The policy change announced Wednesday by Henry Paulson has caused some turmoil on the currency market. The Secretary of State for the Treasury indicated that the plan to rescue designed in September will not be used eventually for the purchase of toxic assets held by financial institutions. The fixing of a price proves to be too complex exercise. Paulson finally agreed to the solution of recapitalisation, already preferred in Europe.

This shift has been endorsed by the markets. After the stock market, the interbank rate in dollars have accused the coup. Libor 3 months, which had experienced a continuous decline since October 10 (decrease in total 270 points) rebounded yesterday. He moved from 2,132 to 2,148. A sign that the Bank refinancing of short-term market is still under infusion. Since the beginning of the crisis, the authorities have not spared their sentence that banks resume lending between them, to revive the dissemination of credit throughout the economy. The US Federal Reserve was massively injected liquidity and lowered its main interest rate to 1 on 29 October. The difference between the interbank rate and the rate anticipated the fed, which serves as a barometer of tensions, it is therefore significantly reduced. It is currently about 160 points, more than 360 at the height of the crisis.

"Sage flip-flops."

"The market probably was a movement of mood, but on the merits, the about-face by the American authorities is rather wise", analysis René Defossez, at Natixis. "The recapitalisation of banks in the United Kingdom helped to bring down the price charged to protect against the risk of failure associated with these institutions," says strategist, referring to the CDS (credit default swaps").

After this judgment, the relaxation of the Libor in dollars could continue, in the image of the trend followed by European interbank rates. Expectations of new actions of monetary easing on both sides of the Atlantic should still play an important role in this regard. "We believe that the Fed will reduce its interest rate to 0.5 at its December meeting, or a lower history", says Morgan Stanley team.

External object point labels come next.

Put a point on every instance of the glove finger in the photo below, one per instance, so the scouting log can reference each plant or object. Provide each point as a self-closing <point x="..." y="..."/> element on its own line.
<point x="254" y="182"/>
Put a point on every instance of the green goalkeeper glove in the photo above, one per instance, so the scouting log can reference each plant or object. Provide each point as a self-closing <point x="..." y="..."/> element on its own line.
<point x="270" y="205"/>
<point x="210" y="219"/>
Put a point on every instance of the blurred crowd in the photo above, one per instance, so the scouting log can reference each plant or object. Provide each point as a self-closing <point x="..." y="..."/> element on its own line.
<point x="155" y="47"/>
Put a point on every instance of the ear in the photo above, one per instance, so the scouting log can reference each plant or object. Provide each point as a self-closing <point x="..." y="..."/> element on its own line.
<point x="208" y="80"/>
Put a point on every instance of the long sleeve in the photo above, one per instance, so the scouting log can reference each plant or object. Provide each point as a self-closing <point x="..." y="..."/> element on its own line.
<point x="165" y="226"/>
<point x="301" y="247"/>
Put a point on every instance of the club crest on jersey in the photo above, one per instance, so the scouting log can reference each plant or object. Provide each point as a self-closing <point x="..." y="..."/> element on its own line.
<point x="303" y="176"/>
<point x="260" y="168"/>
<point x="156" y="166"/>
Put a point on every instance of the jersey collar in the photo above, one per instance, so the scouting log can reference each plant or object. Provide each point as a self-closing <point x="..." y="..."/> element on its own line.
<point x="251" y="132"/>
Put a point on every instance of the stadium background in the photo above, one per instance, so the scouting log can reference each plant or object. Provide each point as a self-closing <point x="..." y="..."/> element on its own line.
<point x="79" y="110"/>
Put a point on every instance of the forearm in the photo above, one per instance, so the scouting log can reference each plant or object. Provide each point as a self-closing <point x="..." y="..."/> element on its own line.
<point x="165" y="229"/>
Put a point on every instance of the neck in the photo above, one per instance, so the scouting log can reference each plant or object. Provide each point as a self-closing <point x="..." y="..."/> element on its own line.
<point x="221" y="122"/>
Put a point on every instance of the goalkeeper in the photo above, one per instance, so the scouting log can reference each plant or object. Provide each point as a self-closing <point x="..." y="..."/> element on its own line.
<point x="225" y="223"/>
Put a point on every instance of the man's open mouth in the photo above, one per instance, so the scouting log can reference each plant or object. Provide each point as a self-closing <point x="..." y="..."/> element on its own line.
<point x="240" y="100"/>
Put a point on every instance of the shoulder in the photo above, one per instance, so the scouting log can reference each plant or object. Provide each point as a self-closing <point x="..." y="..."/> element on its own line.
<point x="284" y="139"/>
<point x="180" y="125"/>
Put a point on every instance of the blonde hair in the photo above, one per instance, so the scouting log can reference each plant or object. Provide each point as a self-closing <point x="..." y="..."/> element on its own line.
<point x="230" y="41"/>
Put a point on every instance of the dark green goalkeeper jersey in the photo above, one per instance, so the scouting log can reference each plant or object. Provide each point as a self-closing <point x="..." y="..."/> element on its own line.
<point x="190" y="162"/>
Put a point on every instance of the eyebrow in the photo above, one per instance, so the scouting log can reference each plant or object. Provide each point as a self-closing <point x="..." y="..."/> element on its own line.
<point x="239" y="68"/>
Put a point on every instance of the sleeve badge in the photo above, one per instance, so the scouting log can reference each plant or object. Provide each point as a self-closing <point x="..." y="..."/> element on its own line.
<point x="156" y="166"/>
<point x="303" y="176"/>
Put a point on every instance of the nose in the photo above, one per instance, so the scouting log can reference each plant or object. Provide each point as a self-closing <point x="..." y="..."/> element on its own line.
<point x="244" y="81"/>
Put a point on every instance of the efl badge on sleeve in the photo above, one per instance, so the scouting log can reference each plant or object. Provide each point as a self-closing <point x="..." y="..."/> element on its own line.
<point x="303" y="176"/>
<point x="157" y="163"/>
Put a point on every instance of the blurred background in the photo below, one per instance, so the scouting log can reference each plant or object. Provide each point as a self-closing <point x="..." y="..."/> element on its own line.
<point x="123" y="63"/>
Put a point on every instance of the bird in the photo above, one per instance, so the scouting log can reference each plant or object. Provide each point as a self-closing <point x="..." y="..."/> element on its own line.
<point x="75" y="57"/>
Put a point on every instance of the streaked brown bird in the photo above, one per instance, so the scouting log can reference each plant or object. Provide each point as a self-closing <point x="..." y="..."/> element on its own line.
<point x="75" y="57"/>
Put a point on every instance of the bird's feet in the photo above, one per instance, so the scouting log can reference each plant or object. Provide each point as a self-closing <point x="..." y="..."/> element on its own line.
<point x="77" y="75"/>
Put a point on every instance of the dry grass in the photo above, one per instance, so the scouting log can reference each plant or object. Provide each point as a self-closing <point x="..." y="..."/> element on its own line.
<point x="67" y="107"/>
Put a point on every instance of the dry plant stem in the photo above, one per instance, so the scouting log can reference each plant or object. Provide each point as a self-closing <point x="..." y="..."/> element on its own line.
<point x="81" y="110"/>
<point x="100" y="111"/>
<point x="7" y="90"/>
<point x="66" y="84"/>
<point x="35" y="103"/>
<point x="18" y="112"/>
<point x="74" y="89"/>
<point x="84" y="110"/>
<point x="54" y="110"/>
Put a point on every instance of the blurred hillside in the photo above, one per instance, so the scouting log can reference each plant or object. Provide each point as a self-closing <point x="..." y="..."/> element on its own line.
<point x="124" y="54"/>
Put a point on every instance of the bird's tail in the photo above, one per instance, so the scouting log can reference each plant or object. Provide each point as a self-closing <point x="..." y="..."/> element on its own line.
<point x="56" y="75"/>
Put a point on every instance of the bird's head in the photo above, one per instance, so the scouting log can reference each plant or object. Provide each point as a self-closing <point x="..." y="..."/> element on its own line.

In United Kingdom, 150 money rent basis points decrease November 6 a magnitude unexpected caused a very net movement of relaxation on the Libor in pounds sterling. It has also continued to back since October 10. He moved to 6,285-4,202 yesterday. Many strategists believe that the Bank of England could align with the level of interest rates from the Fed.

The generous ECB

The measures of the European Central Bank (ECB) also bear fruit. Euribor 3 months relaxes since about five weeks. Yesterday, it was set at 4,245. Market participants speculate there also a new monetary easing. "The ECB reduce certainly still interest rates by 50 basis points, the meeting of December 4, 2.75 ", predicted ING. The Institute of emission, which lowered its rates last week, also decided to reduce all the cost of borrowing for banks for long-term refinancing operations (3-6 months). The ECB is more generous than expected, since it had warned financial institutions might apply a higher rate than for those refinancing operations. The decrease in the amounts put on deposit at the day the day from the Central Bank also reflects the improvement of the situation. Fear of a shortage of liquidity and the reluctance to lend its funds had led credit institutions to store an enormous amount. Almost $ 300 billion EUR were thus filed a week ago. The enlargement of the range of assets accepted as collateral by the ECB should also relieve a little banks today, date of entry into force of the measure.